There is no secret that many South African roads, especially in townships and suburbs, are in a state of extreme deterioration, and when it rains existing potholes transform these roads into small lakes and rivers.
Frustrated motorists and the media who have been complaining about the bad state of roads in Africa’s biggest economy will finally be relieved to hear that the government has allocated R18 billion (about US$2 billion) to provinces and municipalities to help develop new roads, and maintain the existing ones.
This was announced last week by transport minister Ben Dikobe Martins.
These good news will be dearly welcomed at the municipalities, many of whom are cash-strapped and ruined by years financial mismanagement, lack of capacity and skills and ‘prostitution of politics’.

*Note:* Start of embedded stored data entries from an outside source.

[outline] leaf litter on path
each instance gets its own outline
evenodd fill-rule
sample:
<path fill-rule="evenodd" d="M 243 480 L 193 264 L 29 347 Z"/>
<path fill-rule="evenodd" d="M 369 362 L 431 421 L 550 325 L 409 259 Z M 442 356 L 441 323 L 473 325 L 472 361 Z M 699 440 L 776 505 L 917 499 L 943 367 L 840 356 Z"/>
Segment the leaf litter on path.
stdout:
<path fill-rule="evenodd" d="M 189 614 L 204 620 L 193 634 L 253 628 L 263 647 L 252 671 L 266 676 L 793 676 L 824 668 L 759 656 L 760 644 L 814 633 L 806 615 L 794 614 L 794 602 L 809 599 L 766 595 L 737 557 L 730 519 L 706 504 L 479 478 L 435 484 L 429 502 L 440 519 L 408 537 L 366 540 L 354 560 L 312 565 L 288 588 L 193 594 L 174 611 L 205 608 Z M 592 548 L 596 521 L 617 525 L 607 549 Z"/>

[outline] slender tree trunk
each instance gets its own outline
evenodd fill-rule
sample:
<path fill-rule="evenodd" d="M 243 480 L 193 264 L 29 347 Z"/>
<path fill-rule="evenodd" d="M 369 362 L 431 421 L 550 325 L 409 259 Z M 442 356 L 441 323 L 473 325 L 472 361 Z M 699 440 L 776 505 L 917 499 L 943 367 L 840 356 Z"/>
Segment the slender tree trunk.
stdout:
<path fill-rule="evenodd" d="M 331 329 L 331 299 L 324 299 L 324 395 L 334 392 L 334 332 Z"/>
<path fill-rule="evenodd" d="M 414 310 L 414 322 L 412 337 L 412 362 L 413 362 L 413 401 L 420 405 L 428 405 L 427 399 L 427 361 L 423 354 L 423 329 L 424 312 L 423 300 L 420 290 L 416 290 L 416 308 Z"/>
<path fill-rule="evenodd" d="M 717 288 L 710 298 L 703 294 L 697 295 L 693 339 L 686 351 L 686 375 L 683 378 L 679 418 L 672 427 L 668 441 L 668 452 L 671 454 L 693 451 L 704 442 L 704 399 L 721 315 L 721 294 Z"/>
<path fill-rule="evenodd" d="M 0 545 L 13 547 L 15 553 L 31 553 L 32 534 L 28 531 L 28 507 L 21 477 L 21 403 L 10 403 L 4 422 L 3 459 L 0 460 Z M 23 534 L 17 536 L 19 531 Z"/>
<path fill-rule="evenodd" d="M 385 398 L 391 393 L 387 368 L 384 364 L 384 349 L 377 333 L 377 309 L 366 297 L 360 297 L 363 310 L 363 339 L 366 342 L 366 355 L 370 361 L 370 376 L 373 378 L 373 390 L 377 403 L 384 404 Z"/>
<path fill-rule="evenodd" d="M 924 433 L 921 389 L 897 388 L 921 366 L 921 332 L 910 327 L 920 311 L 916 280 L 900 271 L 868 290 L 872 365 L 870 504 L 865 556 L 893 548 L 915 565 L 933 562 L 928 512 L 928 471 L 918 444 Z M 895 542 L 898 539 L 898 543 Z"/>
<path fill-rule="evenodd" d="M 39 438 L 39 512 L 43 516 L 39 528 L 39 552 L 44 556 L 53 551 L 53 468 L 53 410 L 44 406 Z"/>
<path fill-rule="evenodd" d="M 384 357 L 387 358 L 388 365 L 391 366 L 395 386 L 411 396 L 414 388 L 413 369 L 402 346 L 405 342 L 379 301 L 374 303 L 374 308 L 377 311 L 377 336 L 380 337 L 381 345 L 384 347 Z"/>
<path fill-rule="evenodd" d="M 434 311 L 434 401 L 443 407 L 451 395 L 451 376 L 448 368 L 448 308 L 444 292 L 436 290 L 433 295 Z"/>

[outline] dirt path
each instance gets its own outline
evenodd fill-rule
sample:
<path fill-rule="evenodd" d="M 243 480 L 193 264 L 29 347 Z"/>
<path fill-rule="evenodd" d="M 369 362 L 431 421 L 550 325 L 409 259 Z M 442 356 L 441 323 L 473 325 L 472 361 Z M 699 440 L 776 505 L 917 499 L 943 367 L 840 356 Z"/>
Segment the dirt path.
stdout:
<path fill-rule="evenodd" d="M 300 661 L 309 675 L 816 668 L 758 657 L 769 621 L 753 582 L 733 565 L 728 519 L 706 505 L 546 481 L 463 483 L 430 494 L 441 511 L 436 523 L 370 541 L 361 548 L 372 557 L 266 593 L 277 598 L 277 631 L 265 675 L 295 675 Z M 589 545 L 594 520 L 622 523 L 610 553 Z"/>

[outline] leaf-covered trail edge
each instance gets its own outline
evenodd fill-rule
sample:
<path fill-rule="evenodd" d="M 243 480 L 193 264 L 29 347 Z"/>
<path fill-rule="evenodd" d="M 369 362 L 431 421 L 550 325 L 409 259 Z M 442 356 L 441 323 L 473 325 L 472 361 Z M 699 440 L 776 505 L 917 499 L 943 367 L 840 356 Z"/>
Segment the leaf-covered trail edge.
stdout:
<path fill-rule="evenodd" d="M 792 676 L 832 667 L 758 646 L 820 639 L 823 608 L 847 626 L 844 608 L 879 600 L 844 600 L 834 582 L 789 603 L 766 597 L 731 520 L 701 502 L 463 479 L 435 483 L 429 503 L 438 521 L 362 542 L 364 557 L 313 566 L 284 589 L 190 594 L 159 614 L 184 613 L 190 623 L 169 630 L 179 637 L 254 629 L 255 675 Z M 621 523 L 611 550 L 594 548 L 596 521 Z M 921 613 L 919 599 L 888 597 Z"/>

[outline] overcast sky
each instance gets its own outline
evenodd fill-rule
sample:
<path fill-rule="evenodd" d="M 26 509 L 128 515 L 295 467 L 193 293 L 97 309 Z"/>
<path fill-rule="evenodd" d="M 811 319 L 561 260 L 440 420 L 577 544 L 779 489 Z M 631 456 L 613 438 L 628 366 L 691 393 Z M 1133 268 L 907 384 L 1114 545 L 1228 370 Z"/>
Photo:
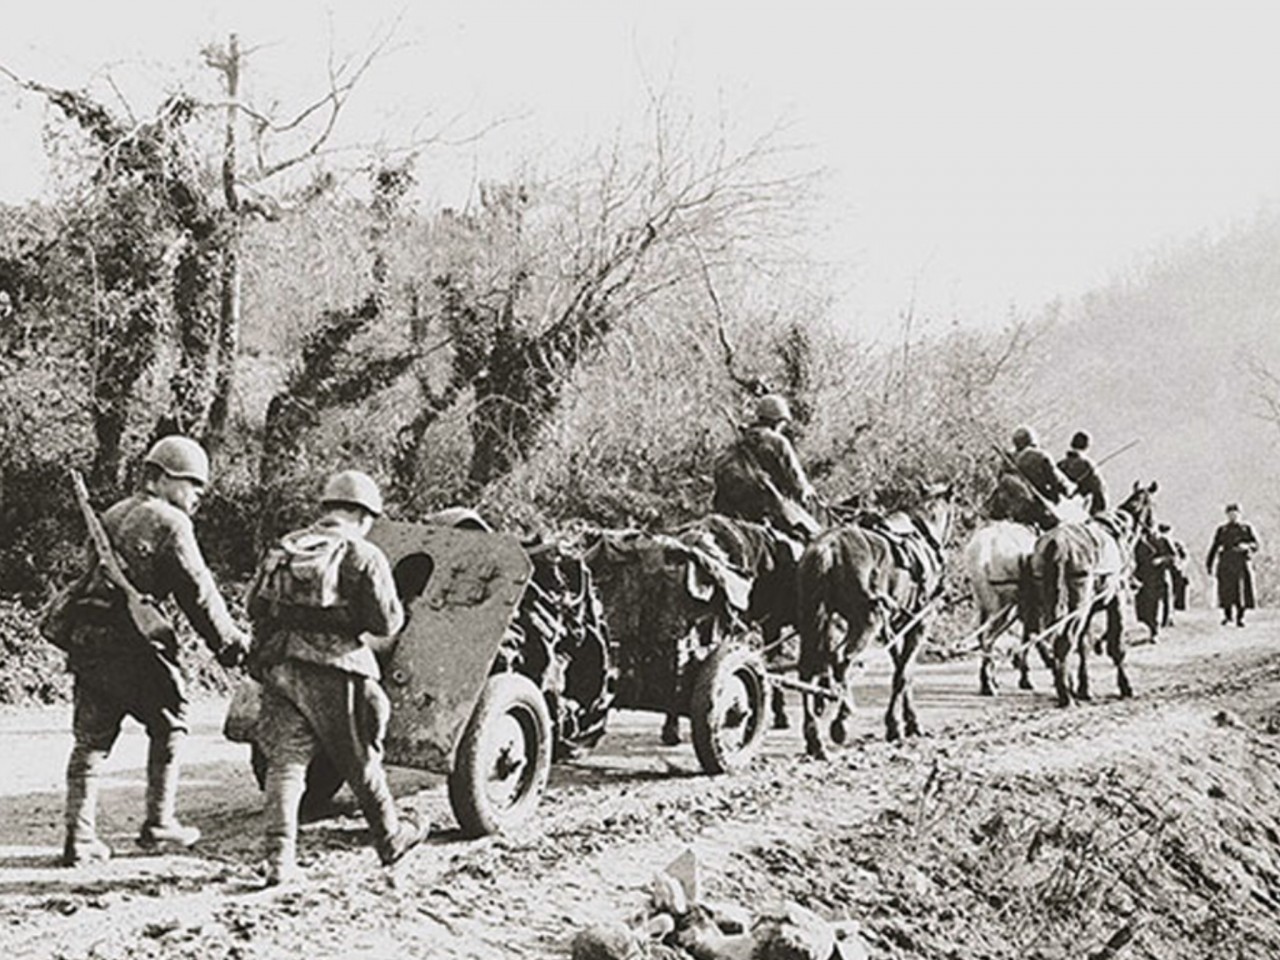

Nevertheless, Martins said effective co-ordination with provinces and municipalities will be a priority to ensure that his ministry was not only a conduit of funds to the other spheres of government, but it importantly leads to monitoring and evaluating the implementation of government programmes.
Other allocations for provincial and local government purposes announced by the minister include the Rural Roads Management System Grant, which has been given R52.2 million (about US$5-million).
However, some observers believe that these funds, if not stolen and mismanaged by state thieves, will help a lot in terms of building new roads and rehabilitating the deteriorating ones n rural areas – places that have been badly neglected by the government in the past 19 years.